The surviving spouse (and in many states, the surviving minor children) have the right to payments from the estate to cover certain living expenses. Also, the surviving spouse may be able to elect against a Will or Trust in the even the decedent eliminated him/her from the estate. Specific notices must be given to the spouse. These are matters that must be attended within the proper times.

 

Payment To Beneficiaries

Legacies and bequests provided in the Will or Trust need to be made as soon as possible or if a future time is set, they need to made on time. After administrative expenses, taxes and debts and all other legacies are paid the amount remaining is called the residual, or corpus of the estate or trust. The Will or Trust may call for the outright distribution of the residual or it may be left for future management, say by a Trust. But the language must clearly designate this.

 

Distribution In Kind

 

There may be certain assets which beneficiaries would prefer to receive in kind, rather than receiving cash after they are sold. If a Will or Trust requires this, it must be done as specified.

 

Final Accounting and Discharge

 

The administrator must account to the beneficiaries and disclose the details of financial matters. The form of this accounting must conform to the requirements of the probate court or the details for the Trust (most of which require the application of accounting principles generally accepted for use in circumstances then presenting). Under provisions of the probate code, it may not be necessary to file the account with the court. Still, the accounting must be given to the beneficiaries.

 

The accounting must be sufficiently detailed.
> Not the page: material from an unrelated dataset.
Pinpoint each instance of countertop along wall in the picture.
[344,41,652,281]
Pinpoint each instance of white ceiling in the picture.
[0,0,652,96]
Commonly reports concerning the value of the assets and income are provided at the end of administration and commonly at least annually prior to that time. Reports detailing  the payment of debts and administrative expenses, the payment of legacies and the delivery of assets, in cash or kind to the beneficiaries are also provided.

 

As a prefix to these reports, there is a summery which shows, at a glance, all the essential facts: what was received, what was paid out or distributed and what is left on hand at the closing date of the accounting.

 

Completing The Task

The accountings must be given to the beneficiaries and others who have a right. All interested parties will be notified in the event the accounting is presented to the court. Any interested party may object to actions taken by the personal representative and request the court to rule upon them. In the even the accounting is filed, it will become a matter of public record, available for all to see. With the court’s approval of the accounting and final settlement of taxes the personal representative will be discharged after the distribution of all the remaining estate assets.

 

All of the above apply to Trusts too, though the procedure for court review may differ. Still, objections can be raised successfully.

 

Other Asset Transfers

Note that many decedent’s assets transfer by operation of law. For instance property that is held jointly, i.e., with rights for survivorship, life insurance proceeds payable to a beneficiary other than the decedent’s estate and assets held in trust for the benefit of another are not subject to probate administration and are popular ways to avoid the probate experience. This doesn’t mean that transfers of these kinds are not subject to tax or other administrative or disclosure requirements, they certainly may be. Nor does it mean that many of the duties described above won’t apply. They can. These matters are best reviewed and considered by us if you have any questions or concerns.